Summary: Gives the characteristics of true success from Scripture: spiritual riches not material wealth; righteousness and humility not prominence or position; and spiritual insight not human wisdom or education.
When you look ahead to your future, if you’re normal, you want to have a successful future. In fact, the desire for success drives many of our most important decisions. Something that will make us successful, we do, and something that will make us unsuccessful, we try not to do. We live our lives in such a way as to lead to success. There is nothing wrong, of course, with wanting to be successful. However, the world’s view of success and the biblical view of success are often opposite each other.
In 1966, about a year before he died, the brilliant physicist J. Robert Oppenheimer said, "I am a complete failure!" This man had been the director of the Los Alamos Project, a research team that produced the atomic bomb, and he had also served as the head of the Institute for Advanced Study at Princeton. Yet, in looking back, he saw his achievements as meaningless. When asked about them, he replied, "They leave on the tongue only the taste of ashes."
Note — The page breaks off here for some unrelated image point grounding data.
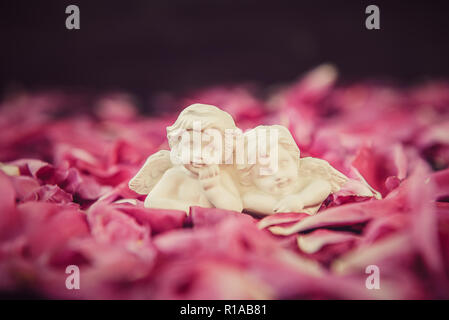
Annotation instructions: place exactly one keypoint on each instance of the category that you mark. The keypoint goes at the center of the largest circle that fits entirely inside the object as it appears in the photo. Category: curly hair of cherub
(207, 115)
(285, 140)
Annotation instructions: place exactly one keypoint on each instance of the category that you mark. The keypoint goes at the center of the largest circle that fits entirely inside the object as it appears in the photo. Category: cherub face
(281, 181)
(195, 156)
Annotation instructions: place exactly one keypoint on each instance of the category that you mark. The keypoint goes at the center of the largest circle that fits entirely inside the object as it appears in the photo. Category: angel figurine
(181, 178)
(297, 184)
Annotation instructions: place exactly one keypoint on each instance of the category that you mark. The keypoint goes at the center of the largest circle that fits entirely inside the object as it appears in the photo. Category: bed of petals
(64, 199)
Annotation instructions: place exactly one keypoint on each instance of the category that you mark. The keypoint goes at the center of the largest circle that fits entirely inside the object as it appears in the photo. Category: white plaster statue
(296, 185)
(193, 172)
(179, 178)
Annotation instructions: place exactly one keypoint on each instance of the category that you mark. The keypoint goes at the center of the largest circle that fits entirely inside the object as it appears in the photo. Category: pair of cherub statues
(205, 169)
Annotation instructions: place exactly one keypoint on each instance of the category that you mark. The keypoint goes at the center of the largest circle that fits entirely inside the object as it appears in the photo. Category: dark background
(145, 47)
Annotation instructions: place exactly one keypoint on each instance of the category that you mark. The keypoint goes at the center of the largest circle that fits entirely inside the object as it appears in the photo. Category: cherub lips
(283, 183)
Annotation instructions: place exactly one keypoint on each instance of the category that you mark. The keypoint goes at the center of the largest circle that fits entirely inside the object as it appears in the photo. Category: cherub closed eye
(293, 184)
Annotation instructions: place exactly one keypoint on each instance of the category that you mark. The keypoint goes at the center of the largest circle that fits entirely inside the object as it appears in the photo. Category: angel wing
(151, 172)
(321, 169)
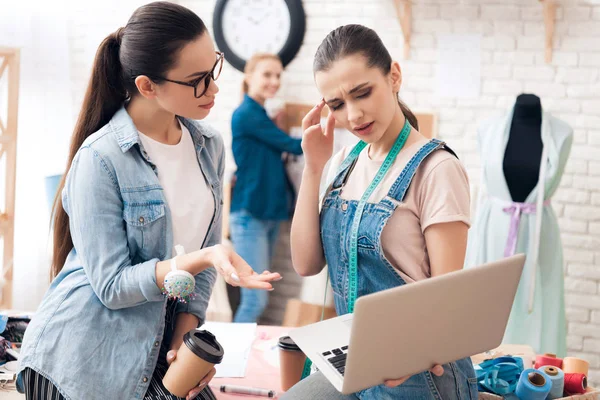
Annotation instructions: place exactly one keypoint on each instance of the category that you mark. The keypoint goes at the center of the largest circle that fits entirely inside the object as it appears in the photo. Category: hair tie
(119, 34)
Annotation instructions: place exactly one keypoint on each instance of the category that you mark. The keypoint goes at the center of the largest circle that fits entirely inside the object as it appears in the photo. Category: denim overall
(375, 273)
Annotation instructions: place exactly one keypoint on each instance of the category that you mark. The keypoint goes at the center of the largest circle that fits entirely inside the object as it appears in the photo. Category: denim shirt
(98, 331)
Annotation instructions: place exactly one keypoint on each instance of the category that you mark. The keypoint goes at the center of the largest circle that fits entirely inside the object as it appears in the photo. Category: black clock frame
(290, 48)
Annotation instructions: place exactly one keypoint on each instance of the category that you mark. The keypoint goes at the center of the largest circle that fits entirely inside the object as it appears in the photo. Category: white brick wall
(512, 62)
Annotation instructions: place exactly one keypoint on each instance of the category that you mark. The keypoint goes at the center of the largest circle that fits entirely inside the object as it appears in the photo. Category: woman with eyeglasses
(261, 195)
(143, 176)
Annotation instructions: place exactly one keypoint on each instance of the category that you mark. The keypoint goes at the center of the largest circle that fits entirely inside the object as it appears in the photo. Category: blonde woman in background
(262, 195)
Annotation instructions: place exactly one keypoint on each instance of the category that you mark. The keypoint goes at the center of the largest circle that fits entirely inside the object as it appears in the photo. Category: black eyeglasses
(214, 74)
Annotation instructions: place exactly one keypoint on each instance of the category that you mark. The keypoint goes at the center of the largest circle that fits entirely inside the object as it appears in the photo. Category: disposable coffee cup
(196, 356)
(291, 361)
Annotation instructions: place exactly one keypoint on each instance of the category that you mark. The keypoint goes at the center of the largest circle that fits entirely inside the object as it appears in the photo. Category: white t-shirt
(188, 195)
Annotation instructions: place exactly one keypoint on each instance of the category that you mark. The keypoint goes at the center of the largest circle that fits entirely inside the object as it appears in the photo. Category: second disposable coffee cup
(291, 360)
(196, 356)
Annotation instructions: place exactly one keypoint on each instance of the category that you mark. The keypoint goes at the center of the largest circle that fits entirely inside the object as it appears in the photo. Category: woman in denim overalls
(360, 84)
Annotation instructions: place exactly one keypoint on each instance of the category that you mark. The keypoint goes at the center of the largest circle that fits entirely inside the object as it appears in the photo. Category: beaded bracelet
(179, 284)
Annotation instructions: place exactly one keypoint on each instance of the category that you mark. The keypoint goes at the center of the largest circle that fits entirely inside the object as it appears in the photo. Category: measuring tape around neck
(389, 160)
(353, 258)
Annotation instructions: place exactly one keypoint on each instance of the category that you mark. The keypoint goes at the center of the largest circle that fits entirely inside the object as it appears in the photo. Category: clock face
(252, 26)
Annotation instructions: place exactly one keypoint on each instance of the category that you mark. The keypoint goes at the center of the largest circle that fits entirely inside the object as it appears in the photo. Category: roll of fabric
(548, 359)
(557, 376)
(533, 385)
(574, 365)
(575, 384)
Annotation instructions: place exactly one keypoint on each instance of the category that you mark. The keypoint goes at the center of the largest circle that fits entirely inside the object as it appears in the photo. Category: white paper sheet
(459, 66)
(236, 340)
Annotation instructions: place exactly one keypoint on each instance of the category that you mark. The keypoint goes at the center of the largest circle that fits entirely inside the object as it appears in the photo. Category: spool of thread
(533, 385)
(548, 359)
(574, 365)
(557, 376)
(575, 384)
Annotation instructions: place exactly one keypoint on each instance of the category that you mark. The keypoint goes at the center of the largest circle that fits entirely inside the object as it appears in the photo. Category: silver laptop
(408, 329)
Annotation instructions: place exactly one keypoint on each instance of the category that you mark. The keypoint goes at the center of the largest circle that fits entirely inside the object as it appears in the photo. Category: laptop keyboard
(337, 358)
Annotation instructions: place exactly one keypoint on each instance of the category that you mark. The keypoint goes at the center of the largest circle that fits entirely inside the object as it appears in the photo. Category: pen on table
(247, 390)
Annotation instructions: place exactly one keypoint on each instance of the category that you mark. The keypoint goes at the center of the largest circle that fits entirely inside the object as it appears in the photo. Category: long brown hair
(252, 63)
(351, 39)
(147, 45)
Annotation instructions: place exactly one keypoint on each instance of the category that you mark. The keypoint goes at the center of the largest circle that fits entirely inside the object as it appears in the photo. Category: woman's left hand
(171, 355)
(437, 370)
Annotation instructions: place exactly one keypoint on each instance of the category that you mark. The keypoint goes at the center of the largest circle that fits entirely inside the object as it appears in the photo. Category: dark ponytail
(348, 40)
(147, 45)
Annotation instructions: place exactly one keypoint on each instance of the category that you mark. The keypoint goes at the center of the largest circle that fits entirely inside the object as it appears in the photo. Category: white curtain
(45, 124)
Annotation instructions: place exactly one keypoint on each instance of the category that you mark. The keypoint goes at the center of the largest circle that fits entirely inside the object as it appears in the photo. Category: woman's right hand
(237, 272)
(317, 144)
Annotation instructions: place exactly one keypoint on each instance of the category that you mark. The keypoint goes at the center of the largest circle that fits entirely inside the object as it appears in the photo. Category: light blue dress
(538, 314)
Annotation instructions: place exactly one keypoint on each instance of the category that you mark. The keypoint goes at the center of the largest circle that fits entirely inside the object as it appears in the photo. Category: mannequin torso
(524, 148)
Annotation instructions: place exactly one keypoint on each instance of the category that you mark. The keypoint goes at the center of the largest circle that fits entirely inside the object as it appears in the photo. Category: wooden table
(260, 373)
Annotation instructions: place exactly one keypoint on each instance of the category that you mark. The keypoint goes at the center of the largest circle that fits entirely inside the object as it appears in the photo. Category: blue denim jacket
(98, 331)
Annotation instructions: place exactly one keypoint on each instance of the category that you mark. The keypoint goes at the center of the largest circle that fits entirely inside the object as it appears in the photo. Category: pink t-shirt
(439, 193)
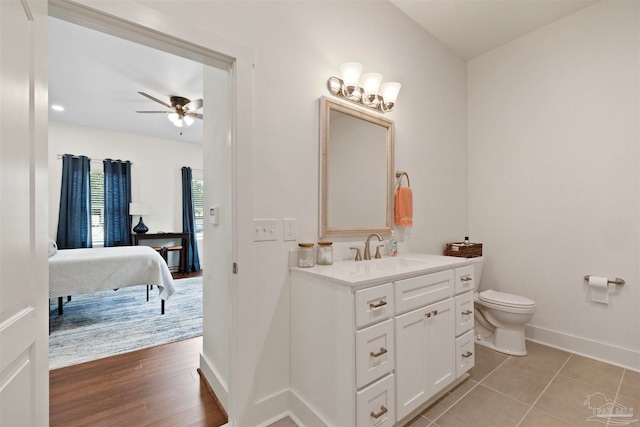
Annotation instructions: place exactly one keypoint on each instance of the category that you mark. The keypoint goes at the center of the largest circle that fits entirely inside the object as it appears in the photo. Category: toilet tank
(477, 271)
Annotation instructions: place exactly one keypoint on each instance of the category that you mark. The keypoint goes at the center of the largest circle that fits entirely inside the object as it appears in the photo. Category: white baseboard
(623, 357)
(302, 413)
(216, 382)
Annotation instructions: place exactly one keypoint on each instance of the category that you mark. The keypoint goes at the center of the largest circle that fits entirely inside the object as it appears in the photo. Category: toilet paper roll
(599, 288)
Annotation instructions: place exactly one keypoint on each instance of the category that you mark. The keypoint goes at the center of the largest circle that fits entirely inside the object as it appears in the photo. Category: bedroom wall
(554, 179)
(156, 175)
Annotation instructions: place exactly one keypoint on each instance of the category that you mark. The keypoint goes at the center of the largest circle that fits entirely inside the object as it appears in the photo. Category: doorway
(219, 149)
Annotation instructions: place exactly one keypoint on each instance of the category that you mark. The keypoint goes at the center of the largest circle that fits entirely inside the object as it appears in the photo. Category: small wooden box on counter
(459, 249)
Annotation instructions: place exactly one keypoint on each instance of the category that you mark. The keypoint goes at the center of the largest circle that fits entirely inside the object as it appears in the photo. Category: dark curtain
(74, 218)
(189, 219)
(117, 196)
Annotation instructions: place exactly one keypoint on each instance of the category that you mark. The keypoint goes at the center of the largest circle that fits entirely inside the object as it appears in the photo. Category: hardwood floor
(159, 386)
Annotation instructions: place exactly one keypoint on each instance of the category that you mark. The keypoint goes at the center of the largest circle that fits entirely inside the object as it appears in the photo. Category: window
(198, 205)
(96, 180)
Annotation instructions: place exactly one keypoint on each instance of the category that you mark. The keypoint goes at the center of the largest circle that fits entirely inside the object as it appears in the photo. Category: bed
(83, 271)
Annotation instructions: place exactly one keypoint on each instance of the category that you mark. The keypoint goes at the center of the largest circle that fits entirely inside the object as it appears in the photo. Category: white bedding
(82, 271)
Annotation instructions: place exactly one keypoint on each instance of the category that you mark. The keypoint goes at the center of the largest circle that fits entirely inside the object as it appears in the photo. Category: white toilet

The number of people who commit suicide after experiencing the fame and fortune of worldly success is astonishing. Multimillionaire George Vanderbilt killed himself by jumping from a hotel window. Lester Hunt, twice governor of Wyoming before being elected to the U.S. Senate, ended his own life. Actress Marilyn Monroe, writer Ernest Hemingway, and athlete Tony Lazzeri represent a host of highly influential and popular people who became so disenchanted with earthly success that they took their own lives.
Our Daily Bread.
Alexander the Great was not satisfied, even when he had completely subdued the nations. He wept because there were no more worlds to conquer, and he died at an early age in a state of debauchery. Hannibal, who filled three bushels with the gold rings taken from the knights he had slaughtered, committed suicide by swallowing poison. Few noted his passing, and he left this earth completely unmourned. Julius Caesar, ’staining his garments in the blood of one million of his foes,’ conquered 800 cities, only to be stabbed by his best friends at the scene of his greatest triumph. Napoleon, the feared conqueror, after being the scourge of Europe, spent his last years in banishment.
G. S. Bowes.
All of these men I’ve just told you about where people that the world would call successful. They spend their whole lives working toward these goals and they reached them, and yet something was missing. The fact is that they were chasing after what they thought was success, but it really wasn’t. In the race for success they ran hard, they ran with perseverance, and they ran well. The trouble is that they were running on the wrong road. They were running toward the wrong finish line. If you’re running in the Boston Marathon, it doesn’t matter if you can run the 26 miles in 2 hours, if you aren’t running in the right direction. You may have the fastest time, but you haven’t arrived at the right goal. The same is true with life. It doesn’t matter how hard you work at success, what you sacrifice for success, if what you’re chasing after isn’t really success. So, it’s important to determine from the start of your race, to make sure that you’re running toward the right goal. If you’ve already been running for awhile, you can evaluate where you’re running and make some corrections in your course if that’s necessary.